J'avais été à l'hôpital ces derniers jours et j'étais enfin sortie, alors je devais aller à l'institut de beauté pour me faire la chirurgie esthétique.
Devant la porte, le chauffeur attendait depuis longtemps.
Et Martin, à l'intérieur de la porte, a changé d'expression.
« Jeune maître, la glace est là. »
Le domestique s'est précipité pour la sortir du réfrigérateur.
« Je ne veux pas la manger. »
En disant cela, Martin a jeté la glace par terre.
Il a regardé fixement la porte fermée.
Sa mère ne se souvenait-elle vraiment pas de lui ?
Norah, la mère de Fabien, sachant que Laura était rentrée et que Fabien avait fait d'elle le professeur de piano de Martin, s'est précipitée avec des sacs de produits de luxe.
Sur le canapé, Norah, qui était une femme élégante et noble, a tenu la main de Laura en disant :
« Laura, ma chérie, tu as vraiment souffert. »
« Si tu avais été avec Fabien auparavant et que le groupe des Baudet avait eu Fabien pour le diriger, comment ta famille aurait-elle fait faillite maintenant ? »
Laura était un peu effrayée et a dit :
« Mme Norah, ne dites pas ça, le passé est déjà couru d'avance. Maintenant que M. Fabien peut me donner un travail, je lui suis déjà très reconnaissante. »
« Bref, je suis très soulagée de te confier Martin maintenant. »
Sur ce, Norah lui a tapoté la main avec satisfaction.
Ensuite, elle a parlé à voix basse :
« Fabien est en train de divorcer, tu sais ? Il divorce dès que tu reviens, ça ne veut rien dire ? »
« Ne t'inquiète pas, même Martin t'aime beaucoup. Tu ne souffriras pas dans notre famille et Fabien aidera ta famille à tourner la page. »
Norah ne m'avait pas demandé de la recevoir lorsqu'elle était venue, même si elle savait que j'étais manifestement à la maison.
J'avais eu le bon sens de ne pas sortir et d'interrompre leur conversation.
Non seulement Fabien et Martin aimaient Laura, mais Norah, la mère de Fabien, l'aimait aussi.
À l'époque où Fabien et moi n'étions pas encore mariés, Norah voulait que Laura devienne sa belle-fille.
Laura était issue d'une famille de libraires et sa famille s'accordait bien avec la famille des Roche.
De plus, Fabien avait eu le coup de foudre pour Laura, Norah avait été encore plus ravie et avait immédiatement pensé à préparer le mariage entre les deux familles.
Malheureusement, Laura n'aimait pas Fabien et a résolument rejeté ses avances.
Elle était partie à l'étranger pour poursuivre ses études de musique.

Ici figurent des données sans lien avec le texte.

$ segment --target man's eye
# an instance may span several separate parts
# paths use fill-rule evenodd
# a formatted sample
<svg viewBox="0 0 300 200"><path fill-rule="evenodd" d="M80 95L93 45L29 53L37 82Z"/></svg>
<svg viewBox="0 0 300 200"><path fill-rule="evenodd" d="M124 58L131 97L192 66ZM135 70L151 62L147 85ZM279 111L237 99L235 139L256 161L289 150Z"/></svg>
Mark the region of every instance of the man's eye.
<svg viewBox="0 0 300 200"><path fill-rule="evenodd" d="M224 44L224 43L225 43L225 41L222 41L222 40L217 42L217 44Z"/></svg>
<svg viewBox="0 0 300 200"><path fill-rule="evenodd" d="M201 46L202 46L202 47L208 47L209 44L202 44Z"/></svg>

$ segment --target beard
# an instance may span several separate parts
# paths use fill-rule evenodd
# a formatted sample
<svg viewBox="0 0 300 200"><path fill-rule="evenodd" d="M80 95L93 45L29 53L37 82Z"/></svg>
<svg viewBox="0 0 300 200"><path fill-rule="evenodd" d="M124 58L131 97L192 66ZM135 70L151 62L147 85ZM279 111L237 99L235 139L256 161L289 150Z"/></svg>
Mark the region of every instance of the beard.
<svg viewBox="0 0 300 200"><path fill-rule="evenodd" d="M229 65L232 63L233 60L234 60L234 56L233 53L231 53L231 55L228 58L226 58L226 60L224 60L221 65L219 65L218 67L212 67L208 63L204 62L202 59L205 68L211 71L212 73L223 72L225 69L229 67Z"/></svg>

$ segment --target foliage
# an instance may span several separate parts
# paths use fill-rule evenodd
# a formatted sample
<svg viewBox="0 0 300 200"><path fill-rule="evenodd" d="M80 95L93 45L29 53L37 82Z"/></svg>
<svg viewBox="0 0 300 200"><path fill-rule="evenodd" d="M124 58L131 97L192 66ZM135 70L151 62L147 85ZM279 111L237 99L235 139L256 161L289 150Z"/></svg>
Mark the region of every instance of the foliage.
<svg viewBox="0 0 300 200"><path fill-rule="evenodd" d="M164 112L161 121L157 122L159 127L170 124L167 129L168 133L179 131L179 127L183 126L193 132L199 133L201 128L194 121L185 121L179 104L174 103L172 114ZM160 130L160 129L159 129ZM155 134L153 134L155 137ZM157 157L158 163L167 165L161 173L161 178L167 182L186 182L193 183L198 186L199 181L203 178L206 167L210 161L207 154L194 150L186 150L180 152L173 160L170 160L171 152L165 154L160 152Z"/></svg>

Bien que Norah ait quelques regrets, elle aimait davantage Laura et pensait que c'était une fille qui avait des idées et des ambitions.
Moi, en revanche, j'étais née dans une petite famille.
J'étais vaniteuse et avide de richesse.
Aux yeux des autres, j'avais fait n'importe quoi pour épouser Fabien.
Je voyais bien que Norah me dédaignait, me détestait, mais sa bonne éducation l'empêchait de le faire savoir.
Je me disais parfois que si Laura avait épousé Fabien dès le départ, la fin aurait été heureuse pour tout le monde.
Mon téléphone a vibré et je l'ai ouvert pour le lire.
Un SMS signalait un appel de l'assurance accident pour le règlement du dernier accident de voiture.
Je pensais que j'allais lentement oublier ce qui s'était passé le jour de l'accident de voiture, par peur.